Fica evidente o quanto o assunto sexualidade ocupa espaços que vão além das questões puramente sexuais e adentra espaços de pulsões de vida e morte.

As questões de gênero são desde muito cedo determinadas pelo entorno social, conforme aponta Schiavo (2004, p. 87):

Nossa sociedade estabelece uma série de normas e regras que diferenciam de forma clara o que se espera de um menino e de uma menina. Assim, definem-se os papéis de gênero, ou seja, os papéis masculinos e os papéis femininos, as formas de ser homem ou mulher. O papel de gênero é determinado, portanto, por aquilo que se

denomina tipificação sexual e é estabelecido pelas prescrições ditadas pelas instituições sociais, tais como a família, a escola, a igreja, a comunidade, onde tais padrões serão exigidos como forma adequada de sentir e se comportar para ser aceito como homem ou mulher.

No entanto, precisamos perceber que as questões de gênero vão além das exigências sociais, pois cada sujeito é único e manifesta sua sexualidade de maneira ímpar, assim esperar que cada um responda conforme as exigências sociais pode tornar-se o reflexo da própria violência.

É de fato complicado compreender o que leva o sujeito a comportar-se na contramão de seu gênero, porém, antes disso, necessitamos compreender que as crianças, meninos e meninas, possuem uma série de predisposições. Sendo assim, mesmo que o meio social trabalhe moldando seus comportamentos e exigindo deles normatizações, outros fatores influenciam suas tendências comportamentais. Dessa forma, essa cobrança inflexível pode resultar em sentimentos de inadequação, angústia e até depressão, os quais acabarão sendo internalizados como sentimentos de inferioridade, insegurança, gravemente comprometedores na sua constituição psíquica.

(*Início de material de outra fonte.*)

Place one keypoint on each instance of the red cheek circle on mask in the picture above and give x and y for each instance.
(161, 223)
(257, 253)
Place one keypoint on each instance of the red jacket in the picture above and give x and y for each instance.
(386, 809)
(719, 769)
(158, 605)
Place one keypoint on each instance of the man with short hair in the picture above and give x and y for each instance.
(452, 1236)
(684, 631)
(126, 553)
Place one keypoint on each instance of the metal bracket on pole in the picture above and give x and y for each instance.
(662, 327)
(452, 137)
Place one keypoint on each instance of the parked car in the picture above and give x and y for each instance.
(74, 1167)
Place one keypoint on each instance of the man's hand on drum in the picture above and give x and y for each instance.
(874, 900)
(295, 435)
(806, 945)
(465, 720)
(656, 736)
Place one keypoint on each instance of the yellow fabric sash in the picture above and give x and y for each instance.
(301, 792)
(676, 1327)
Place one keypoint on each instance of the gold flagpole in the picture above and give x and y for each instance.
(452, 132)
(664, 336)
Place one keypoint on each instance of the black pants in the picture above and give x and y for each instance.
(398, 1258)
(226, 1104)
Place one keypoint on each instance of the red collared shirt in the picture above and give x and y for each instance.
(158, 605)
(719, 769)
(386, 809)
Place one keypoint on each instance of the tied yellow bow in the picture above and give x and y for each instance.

É necessário, então, que os educadores possam compreender o real valor de despir-se de seus próprios tabus, alcançar o conhecimento e preencher os espaços da sala de aula também com conteúdos de educação sexual. Assim, propiciarão às crianças uma compreensão do eu e do outro e de todas as nuances que envolvem o sujeito e sua sexualidade, deixando de lado os mitos que historicamente vem sendo reproduzidos.